IBM is pursuing its on-demand mission not only through servers, services and middleware but now through development tools as well.
In its labs here at the Thomas J. Watson Research Center, IBM Research is building an overall development environment known as the On Demand Application Development Environment. The goal is to enable the company to not only respond to customer requests for tools more quickly but also to dramatically reduce the risk of bugs and errors being written into their software, according to Daniel Yellin, an IBM Distinguished Engineer and director of software technology services and software for IBM Research.
The environment consists of four parts: model-driven development, synergistic development, “morphogenic” systems and a next-generation programming model.
In terms of model-driven development, Yellin said IBM is intent on following both the Model Driven Architecture and UML (Unified Modeling Language) standards. The companys acquisition of Rational Software Corp., a leader in both areas, has helped hasten IBMs adoption of the standards.
Nevertheless, Yellin added that many aspects of development still need “to be more formalized,” and implementing models and creating applications based on them are one way to go. In fact, for the insurance industry, IBM provides prebuilt UML models for developers.
Synergistic development is the process of making application development tools work together. In particular, IBM is working to ensure that all the tools that fall under the Eclipse open-source application development platform interoperate, Yellin said.
Morphogenic systems are based on a word Yellin coined that means systems amenable to integration. The ability to absorb new technology is often limited by the inability to integrate legacy systems with the new, he said. So in its morphogenic area, “part of our focusing is on refactoring,” he said. Refactoring is the process of restructuring code in a disciplined way so that applications can be ported to different environments or integrated with other systems.
Wes Williams, a software architect at AIM Investments Inc., in Houston, said that although various methods are being considered to simplify coding, a model-driven approach pays off for him. “With model-driven tools, the model is the code and not just a blueprint,” Williams said. “I create the visual model of the system at a structural level. To add collaborative behavior, I add operations to the objects that are responsible for carrying out their respective functionality.”

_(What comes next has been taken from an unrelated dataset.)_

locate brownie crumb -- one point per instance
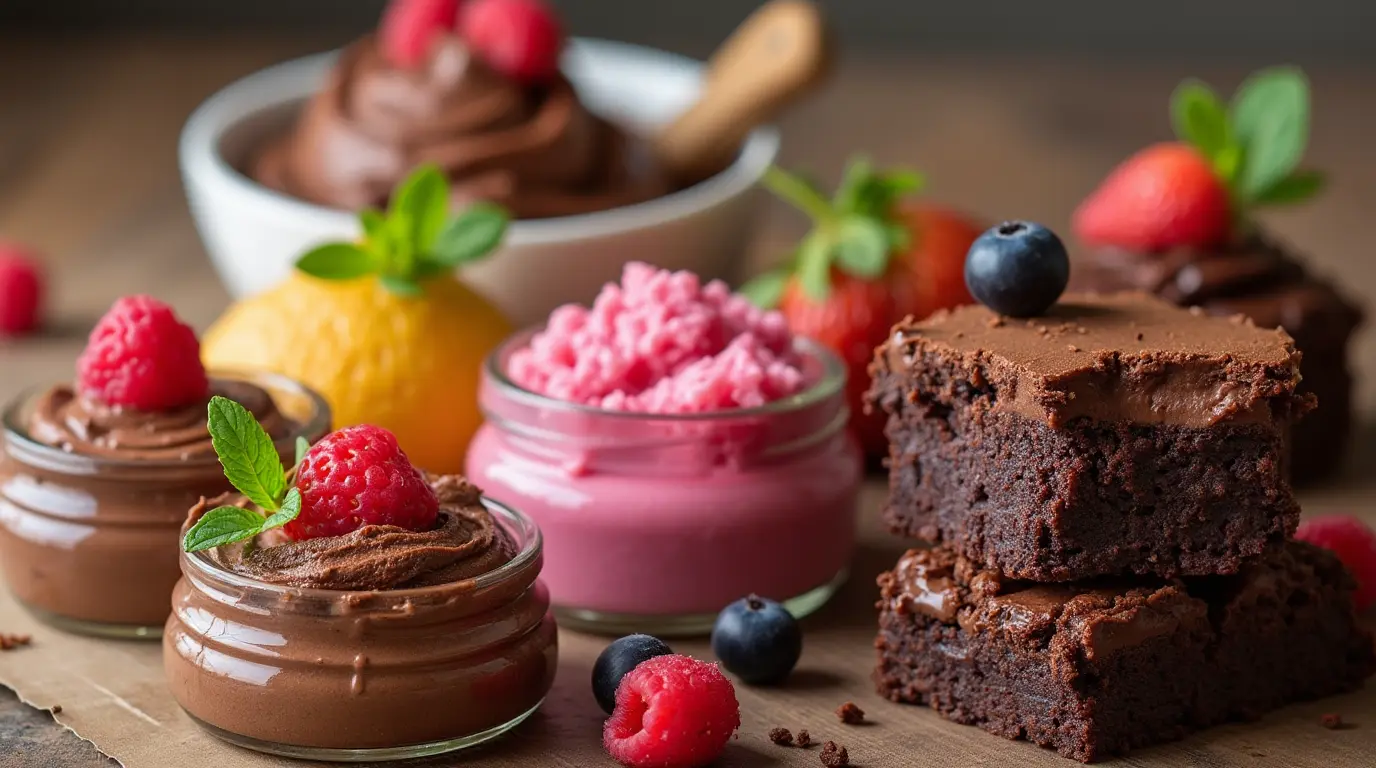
(834, 756)
(851, 715)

IBM has also been working with third-party tools and building some of its own tools in this “legacy transformation” area to do things such as build data models automatically from code and break up legacy code into smaller pieces, Yellin said.
For example, the company is developing what it calls Sabor, a tool that automatically implements Java programming best practices and is essentially a quality assurance tool that helps eliminate the possibility for a lot of bugs to be introduced into code, Yellin said.
IBM has the tool in its labs and plans to deliver it in shipping products—most likely the WebSphere Studio tools—at some point, the company said.